Former CIA officer Jerry Lee sentenced to 19 years in prison

Jerry Lee, a former CIA officer who resigned from the agency and then came back, was sentenced to 19 years in prison on Friday.

Prosecutors said he conspired to communicate, deliver and transmit national defense information to China. Lee, who plead guilty in May, was accused from 2010-2013 of delivering files to China, after two Chinese intelligence officers said they would give him a $100,000 gift and that they'd take care of him for life.

In total, the prosecution said he was offered more than $800,000 by the Chinese government.

They went into detail about what Lee exactly had on him and what they suspect he gave to the Chinese.

David Burns a top Justice Department official said that the Lee case represents a "high watermark" of Chinese espionage cases, as well as the third case in 2019 that DOJ has prosecuted related to Chinese spying.

During the sentencing hearing, the prosecution said Lee had a notebook with "eight clandestine human sources," and names of people he handled personally as a case agent in the CIA. The defense claimed that the government "would know" if those agents were harmed. They said that simply having names of people in a notebook doesn't denote intent. The prosecution also presented a list of "21 tasks" that Lee had from the government which the defense said he never admitted to doing.

The DOJ also said the notebook contained "classified CIA tradecraft," including location of CIA covert facilities that could compromise employees and given the amount of money, prosecutors said he must've been giving the Chinese "top drawer" information.
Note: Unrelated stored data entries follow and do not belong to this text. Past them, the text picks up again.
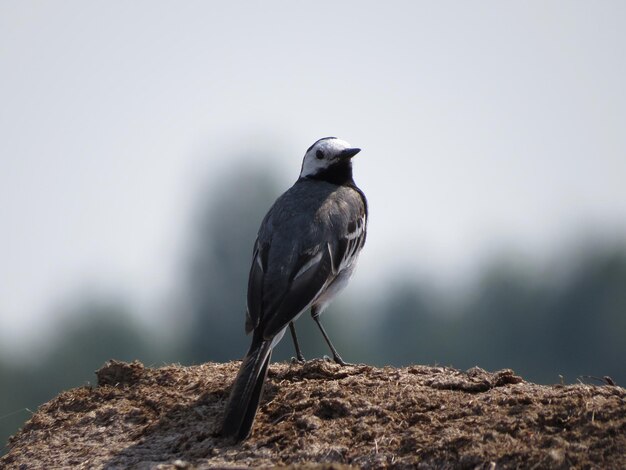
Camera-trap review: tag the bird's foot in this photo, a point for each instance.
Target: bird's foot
(298, 360)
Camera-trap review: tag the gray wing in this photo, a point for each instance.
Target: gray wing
(298, 253)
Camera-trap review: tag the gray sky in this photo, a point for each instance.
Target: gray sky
(485, 126)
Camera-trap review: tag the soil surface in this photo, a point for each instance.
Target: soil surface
(321, 415)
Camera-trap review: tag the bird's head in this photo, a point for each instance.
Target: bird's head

The prosecution also said that it is "irrelevant" that there was harm -- as the act had already happened.

The defense also contended that there was no proof all of the money was given to Lee by the Chinese, and instead said he had other businesses.

"The government is describing its worst possible nightmare," a defense attorney for Lee said. But that scenario, was not the case they argue.

Prosecutors said that Lee had set up a business in which he claimed to have tobacco companies, the British Consulate and Gucci as his clients.

When confronted with the evidence in one interview with the FBI about the fact that the consulting company he set up could be a front he responded, "I hear you, but I'm not going to say anything."

In one interesting exchange, defense attorney Nina Ginsburg said that Lee "served his country."

Judge T.S. Ellis, who also presided over former Trump campaign Chairman Paul Manafort's trial, quipped back that the service is erased by "betraying your government."

U.S. Attorney G. Zachary Terwilliger said that Lee joins the list of "infamous traders" who they've prosecuted in the Eastern District of Virginia (EDVA).

A 2012 hotel room search found that Lee had a USB drive with sensitive files on it, after he first denied its existence.

The government said Lee continuously lied to them when confronted by both the CIA and FBI with the information, until finally coming clean in January 2018.

Lee, in his speech to the court, apologized for his actions.

"I can only say I'm sorry," Lee said. Adding that he "takes responsibility" for his actions and that he "let his country down."

Prosecutors wanted to be the ones who took care of him for life, as they asked for a hefty sentence.

"Lee sold out the U.S.," Terwilliger said. "What's worse is he employed all of his training to lie and obstruct."